World Neurosurg. 2025 May;197:123928. doi: 10.1016/j.wneu.2025.123928. Epub 2025 Mar 24.

Abstract

BACKGROUND

There are 2 main treatments for unruptured paraclinoid aneurysms: endovascular procedures and surgical clipping. Recent advancements such as intraoperative indocyanine green video angiography (ICG-VA) are improving the safety of clipping procedure in the surgical center without intraoperative imaging.
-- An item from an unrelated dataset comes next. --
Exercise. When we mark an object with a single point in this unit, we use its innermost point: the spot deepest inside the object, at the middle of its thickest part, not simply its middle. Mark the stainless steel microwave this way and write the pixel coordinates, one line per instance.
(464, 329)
This study is a single-center experience in Vietnam to evaluate the preliminary result of a surgical series in paraclinoid aneurysms with ICG-VA.

METHODS

We performed a retrospective study of 53 unruptured paraclinoid aneurysms who underwent clipping surgery from 2019 to 2023 at the University Medical Center, Ho Chi Minh City.

RESULTS

All patients achieved good functional outcomes at 3 months follow-up with no mortality, and 60% of visual symptoms improved postoperatively. There were no statistically significant differences in neurological complications and radiological results between groups A (no ICG-VA) and B (using ICG-VA). Statistically significant differences were only observed in the rate of ischemia detected on computed tomography scan (P = 0.031). The rate of incompleted clipping was 18.9%, with the only significant factor for incompleted clipping being a larger maximal diameter (P = 0.044).

CONCLUSIONS

Surgical clipping of unruptured paraclinoid aneurysms is a safe and feasible treatment, and good neurological outcomes can be achieved. Applying ICG-VA has provided intraoperative real-time visualization and the potential to decrease complications. The incomplete clipping rate of aneurysms in this position is still a challenge to overcome and several factors can predict this important issue.

摘要

背景

未破裂的床突旁动脉瘤主要有两种治疗方法:血管内介入治疗和外科夹闭术。术中吲哚菁绿视频血管造影术(ICG-VA)等最新进展正在提高在无术中成像设备的手术中心进行夹闭手术的安全性。本研究是越南的一项单中心经验研究,旨在评估采用ICG-VA治疗床突旁动脉瘤手术系列的初步结果。

方法

我们对2019年至2023年在胡志明市大学医学中心接受夹闭手术的53例未破裂床突旁动脉瘤患者进行了回顾性研究。

结果

所有患者在3个月随访时均取得了良好的功能预后,无死亡病例,60%的视觉症状术后得到改善。A组(未使用ICG-VA)和B组(使用ICG-VA)在神经并发症和影像学结果方面无统计学显著差异。仅在计算机断层扫描检测到的缺血发生率方面观察到统计学显著差异(P = 0.031)。夹闭不全率为18.9%,夹闭不全的唯一显著因素是最大直径较大(P = 0.044)。

结论

未破裂床突旁动脉瘤的外科夹闭术是一种安全可行的治疗方法,可实现良好的神经学预后。应用ICG-VA可提供术中实时可视化,并有可能减少并发症。该部位动脉瘤的夹闭不全率仍是一个需要克服的挑战,有几个因素可以预测这一重要问题。